Bei der Hardwarebearbeitung können alle rotierenden Körperteile, die auf gewöhnlichen Drehmaschinen eingespannt werden können, auf CNC-Drehmaschinen bearbeitet werden. CNC-Drehmaschinen zeichnen sich jedoch durch eine hohe Bearbeitungsgenauigkeit aus, können lineare und kreisförmige Interpolation durchführen und die Geschwindigkeit im Prozess der Hardwarebearbeitung automatisch ändern. Ihr Prozessbereich ist viel breiter als der von gewöhnlichen Werkzeugmaschinen.
Die CNC-Drehmaschine weist eine gute Steifigkeit, eine hohe Fertigungs- und Werkzeugeinstellungsgenauigkeit auf und kann die manuelle und automatische Kompensation einfach und präzise eingeben, sodass sie Teile mit hohen Anforderungen an die Maßgenauigkeit bearbeiten kann. Darüber hinaus wird die Werkzeugbewegung beim CNC-Drehen durch hochpräzise Interpolationsbewegung und Servoantrieb realisiert, gepaart mit der guten Steifigkeit und hohen Fertigungsgenauigkeit der Werkzeugmaschine, sodass sie Teile mit hohen Anforderungen an die Formgenauigkeit wie Busgeradheit, Rundheit und Zylindrizität bearbeiten kann. Bei Bögen und anderen gekrümmten Konturen ist die resultierende Form der auf der Zeichnung erforderlichen Geometrie viel näher als bei einer Kopierdrehmaschine.
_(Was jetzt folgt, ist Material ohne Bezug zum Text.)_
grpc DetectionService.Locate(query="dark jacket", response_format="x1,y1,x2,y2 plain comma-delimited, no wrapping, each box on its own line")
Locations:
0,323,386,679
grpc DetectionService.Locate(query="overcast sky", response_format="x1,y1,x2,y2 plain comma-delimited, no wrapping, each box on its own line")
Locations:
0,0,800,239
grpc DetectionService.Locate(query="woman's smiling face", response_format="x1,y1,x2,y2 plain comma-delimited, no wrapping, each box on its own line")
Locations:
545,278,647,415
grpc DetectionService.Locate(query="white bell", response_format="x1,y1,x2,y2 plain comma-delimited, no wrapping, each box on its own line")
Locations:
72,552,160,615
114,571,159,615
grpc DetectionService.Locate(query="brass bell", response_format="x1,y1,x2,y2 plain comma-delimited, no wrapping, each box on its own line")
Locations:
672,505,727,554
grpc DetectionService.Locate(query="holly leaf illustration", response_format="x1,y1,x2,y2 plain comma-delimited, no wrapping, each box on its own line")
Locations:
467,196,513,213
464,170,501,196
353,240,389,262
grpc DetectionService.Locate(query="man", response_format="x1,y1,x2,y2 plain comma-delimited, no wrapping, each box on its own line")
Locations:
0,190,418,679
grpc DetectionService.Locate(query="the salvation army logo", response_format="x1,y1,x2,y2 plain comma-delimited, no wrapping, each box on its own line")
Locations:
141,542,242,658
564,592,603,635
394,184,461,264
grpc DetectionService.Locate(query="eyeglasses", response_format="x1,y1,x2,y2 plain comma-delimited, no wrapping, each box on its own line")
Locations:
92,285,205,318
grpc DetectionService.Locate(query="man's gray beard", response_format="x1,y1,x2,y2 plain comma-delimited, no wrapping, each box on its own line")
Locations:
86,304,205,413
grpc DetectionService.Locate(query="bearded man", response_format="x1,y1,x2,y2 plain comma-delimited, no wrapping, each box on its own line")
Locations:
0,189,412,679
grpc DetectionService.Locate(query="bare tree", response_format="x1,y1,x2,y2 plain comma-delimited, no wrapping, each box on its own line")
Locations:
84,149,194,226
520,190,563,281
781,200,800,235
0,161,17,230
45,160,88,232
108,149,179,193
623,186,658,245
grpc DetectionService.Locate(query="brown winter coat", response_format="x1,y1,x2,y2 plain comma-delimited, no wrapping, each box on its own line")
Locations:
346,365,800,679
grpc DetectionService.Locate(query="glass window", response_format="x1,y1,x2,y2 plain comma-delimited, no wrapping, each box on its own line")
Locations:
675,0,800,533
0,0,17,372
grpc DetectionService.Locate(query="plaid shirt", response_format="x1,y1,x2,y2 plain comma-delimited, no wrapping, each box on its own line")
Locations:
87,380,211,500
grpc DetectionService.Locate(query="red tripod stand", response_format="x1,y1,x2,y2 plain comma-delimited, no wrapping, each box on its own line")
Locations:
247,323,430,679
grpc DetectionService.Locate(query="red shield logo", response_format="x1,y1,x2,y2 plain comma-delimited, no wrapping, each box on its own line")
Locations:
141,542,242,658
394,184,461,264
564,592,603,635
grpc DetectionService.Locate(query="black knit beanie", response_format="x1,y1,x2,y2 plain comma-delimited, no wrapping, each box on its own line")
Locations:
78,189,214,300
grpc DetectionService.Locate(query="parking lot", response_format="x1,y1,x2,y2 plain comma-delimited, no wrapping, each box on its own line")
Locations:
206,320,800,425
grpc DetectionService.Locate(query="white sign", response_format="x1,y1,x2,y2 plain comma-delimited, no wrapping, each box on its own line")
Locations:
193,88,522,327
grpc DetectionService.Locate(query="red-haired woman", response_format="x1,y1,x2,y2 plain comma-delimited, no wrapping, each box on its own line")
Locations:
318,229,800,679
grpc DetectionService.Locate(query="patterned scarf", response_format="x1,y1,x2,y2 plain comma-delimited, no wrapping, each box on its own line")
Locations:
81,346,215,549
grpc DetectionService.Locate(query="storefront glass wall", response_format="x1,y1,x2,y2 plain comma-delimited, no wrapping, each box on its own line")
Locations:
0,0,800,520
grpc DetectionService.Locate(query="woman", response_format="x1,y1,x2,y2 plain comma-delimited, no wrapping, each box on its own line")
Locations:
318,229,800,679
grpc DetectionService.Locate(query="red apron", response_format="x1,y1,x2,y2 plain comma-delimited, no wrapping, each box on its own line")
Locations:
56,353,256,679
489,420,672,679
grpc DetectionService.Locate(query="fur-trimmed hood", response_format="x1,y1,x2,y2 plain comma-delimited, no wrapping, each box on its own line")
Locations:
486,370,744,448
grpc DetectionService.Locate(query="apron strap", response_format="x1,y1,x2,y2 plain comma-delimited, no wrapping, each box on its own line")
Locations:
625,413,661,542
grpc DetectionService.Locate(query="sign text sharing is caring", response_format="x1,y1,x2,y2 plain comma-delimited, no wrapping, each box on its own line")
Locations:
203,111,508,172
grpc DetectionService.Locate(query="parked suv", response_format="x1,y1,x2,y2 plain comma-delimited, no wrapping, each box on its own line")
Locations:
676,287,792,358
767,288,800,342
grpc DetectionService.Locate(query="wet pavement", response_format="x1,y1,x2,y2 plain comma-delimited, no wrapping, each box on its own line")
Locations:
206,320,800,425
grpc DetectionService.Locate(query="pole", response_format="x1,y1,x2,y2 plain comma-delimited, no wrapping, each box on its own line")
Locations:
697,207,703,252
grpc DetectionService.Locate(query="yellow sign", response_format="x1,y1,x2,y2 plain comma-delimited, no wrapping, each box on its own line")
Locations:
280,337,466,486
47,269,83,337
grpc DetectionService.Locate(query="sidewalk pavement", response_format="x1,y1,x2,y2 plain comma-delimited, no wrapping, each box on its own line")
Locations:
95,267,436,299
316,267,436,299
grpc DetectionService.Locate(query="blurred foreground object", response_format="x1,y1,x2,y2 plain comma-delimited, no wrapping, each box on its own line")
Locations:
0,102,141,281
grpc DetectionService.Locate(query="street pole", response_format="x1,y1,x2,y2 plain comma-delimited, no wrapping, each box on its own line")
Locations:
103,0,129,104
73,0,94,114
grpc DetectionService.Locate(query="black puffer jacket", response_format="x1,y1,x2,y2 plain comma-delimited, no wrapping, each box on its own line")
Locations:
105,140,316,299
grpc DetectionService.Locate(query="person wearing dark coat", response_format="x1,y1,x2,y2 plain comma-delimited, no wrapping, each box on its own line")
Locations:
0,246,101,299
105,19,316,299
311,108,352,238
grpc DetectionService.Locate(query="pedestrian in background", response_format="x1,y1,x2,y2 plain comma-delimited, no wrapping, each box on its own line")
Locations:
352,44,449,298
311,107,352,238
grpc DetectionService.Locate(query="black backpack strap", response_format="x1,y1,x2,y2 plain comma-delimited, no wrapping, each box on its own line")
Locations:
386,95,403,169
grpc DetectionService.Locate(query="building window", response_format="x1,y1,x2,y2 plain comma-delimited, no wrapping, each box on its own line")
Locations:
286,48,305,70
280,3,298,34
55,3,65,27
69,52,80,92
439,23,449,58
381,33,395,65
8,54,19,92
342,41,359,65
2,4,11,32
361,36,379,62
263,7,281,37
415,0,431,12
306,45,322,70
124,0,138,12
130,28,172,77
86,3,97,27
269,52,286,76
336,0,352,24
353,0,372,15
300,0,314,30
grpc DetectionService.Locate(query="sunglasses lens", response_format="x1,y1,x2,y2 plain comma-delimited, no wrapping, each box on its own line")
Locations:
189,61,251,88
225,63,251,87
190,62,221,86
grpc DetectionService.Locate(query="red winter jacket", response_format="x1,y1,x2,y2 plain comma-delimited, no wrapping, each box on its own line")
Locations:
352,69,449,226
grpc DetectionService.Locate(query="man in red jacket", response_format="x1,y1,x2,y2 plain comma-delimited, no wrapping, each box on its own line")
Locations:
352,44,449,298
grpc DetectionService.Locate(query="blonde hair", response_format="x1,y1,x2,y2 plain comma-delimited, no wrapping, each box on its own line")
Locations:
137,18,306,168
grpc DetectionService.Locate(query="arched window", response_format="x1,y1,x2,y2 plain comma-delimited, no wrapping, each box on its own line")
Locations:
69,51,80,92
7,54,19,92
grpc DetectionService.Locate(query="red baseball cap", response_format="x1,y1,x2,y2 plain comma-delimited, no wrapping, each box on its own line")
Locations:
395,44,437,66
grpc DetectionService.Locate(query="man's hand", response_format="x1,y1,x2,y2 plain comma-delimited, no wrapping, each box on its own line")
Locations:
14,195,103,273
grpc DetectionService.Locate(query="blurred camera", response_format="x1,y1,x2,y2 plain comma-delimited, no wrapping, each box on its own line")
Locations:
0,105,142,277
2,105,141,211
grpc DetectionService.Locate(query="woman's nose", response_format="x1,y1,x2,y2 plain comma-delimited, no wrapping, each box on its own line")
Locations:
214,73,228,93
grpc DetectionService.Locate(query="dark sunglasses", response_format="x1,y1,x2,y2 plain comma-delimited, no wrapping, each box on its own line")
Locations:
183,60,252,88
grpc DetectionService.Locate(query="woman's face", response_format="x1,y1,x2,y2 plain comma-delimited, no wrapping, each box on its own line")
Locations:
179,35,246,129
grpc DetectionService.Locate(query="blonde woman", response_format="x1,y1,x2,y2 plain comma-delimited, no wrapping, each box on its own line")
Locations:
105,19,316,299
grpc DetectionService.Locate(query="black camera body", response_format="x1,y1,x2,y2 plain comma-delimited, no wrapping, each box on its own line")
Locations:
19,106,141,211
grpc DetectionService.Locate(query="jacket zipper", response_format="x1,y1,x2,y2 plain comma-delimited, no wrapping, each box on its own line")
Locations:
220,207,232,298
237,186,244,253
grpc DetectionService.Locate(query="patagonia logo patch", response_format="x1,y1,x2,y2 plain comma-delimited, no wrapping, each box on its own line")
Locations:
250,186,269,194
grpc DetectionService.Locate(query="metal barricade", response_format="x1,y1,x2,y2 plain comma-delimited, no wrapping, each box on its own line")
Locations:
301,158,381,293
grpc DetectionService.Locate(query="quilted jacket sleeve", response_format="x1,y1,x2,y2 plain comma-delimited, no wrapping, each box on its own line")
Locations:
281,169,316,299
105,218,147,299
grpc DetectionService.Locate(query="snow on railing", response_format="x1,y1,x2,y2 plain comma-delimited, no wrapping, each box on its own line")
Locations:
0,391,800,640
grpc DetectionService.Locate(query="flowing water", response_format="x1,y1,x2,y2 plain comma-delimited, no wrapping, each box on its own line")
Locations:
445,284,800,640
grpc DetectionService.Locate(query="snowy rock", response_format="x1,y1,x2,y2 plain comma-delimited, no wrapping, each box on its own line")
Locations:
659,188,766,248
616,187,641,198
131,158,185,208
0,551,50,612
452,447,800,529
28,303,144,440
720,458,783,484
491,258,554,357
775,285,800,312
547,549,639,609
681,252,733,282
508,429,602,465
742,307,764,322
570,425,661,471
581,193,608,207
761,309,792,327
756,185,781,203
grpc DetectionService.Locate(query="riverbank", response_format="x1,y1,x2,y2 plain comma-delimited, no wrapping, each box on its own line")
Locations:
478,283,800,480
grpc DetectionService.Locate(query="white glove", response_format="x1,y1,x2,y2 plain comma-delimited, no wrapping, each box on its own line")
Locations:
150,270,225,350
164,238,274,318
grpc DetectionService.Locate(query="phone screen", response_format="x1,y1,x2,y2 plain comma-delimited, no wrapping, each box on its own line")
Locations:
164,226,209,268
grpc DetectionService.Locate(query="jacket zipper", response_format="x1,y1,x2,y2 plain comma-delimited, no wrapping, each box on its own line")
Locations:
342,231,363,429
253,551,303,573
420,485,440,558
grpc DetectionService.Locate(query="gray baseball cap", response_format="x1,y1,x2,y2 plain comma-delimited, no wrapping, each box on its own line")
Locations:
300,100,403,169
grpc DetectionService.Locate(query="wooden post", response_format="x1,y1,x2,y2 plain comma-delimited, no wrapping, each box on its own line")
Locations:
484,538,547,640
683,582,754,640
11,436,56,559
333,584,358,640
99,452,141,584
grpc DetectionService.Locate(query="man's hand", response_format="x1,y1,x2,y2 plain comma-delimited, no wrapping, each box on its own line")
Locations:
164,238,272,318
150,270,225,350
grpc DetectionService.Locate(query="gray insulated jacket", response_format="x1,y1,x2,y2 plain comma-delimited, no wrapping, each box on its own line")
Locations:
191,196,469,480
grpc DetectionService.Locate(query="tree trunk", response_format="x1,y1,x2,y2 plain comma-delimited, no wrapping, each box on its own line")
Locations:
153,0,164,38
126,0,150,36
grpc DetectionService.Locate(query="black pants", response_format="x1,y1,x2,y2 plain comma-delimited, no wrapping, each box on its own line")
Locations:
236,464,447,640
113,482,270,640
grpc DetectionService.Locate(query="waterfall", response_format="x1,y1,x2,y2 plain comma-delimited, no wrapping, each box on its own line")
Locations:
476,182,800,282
CNC-Drehmaschinen verfügen über eine Schneidfunktion mit konstanter Lineargeschwindigkeit. Daher kann zum Schneiden von Kegel und Endfläche die beste Lineargeschwindigkeit gewählt werden. So ist die Oberflächenrauheit nach dem Drehen gering und gleichmäßig und es können Teile mit geringer und gleichmäßiger Oberflächenrauheit bearbeitet werden.
CNC-Drehmaschinen können nicht nur gerade, konische und stirnseitige Gewinde mit beliebiger Steigung drehen, sondern auch Gewinde mit fließenden Übergängen zwischen variablen Steigungen. Beim Drehen von Gewinden auf CNC-Drehmaschinen muss die Spindelsteuerung nicht wie bei gewöhnlichen Drehmaschinen abwechselnd geändert werden, und sie kann ohne Unterbrechung bis zum Abschluss durchlaufen, sodass die Effizienz von CNC-Drehmaschinengewinden sehr hoch ist.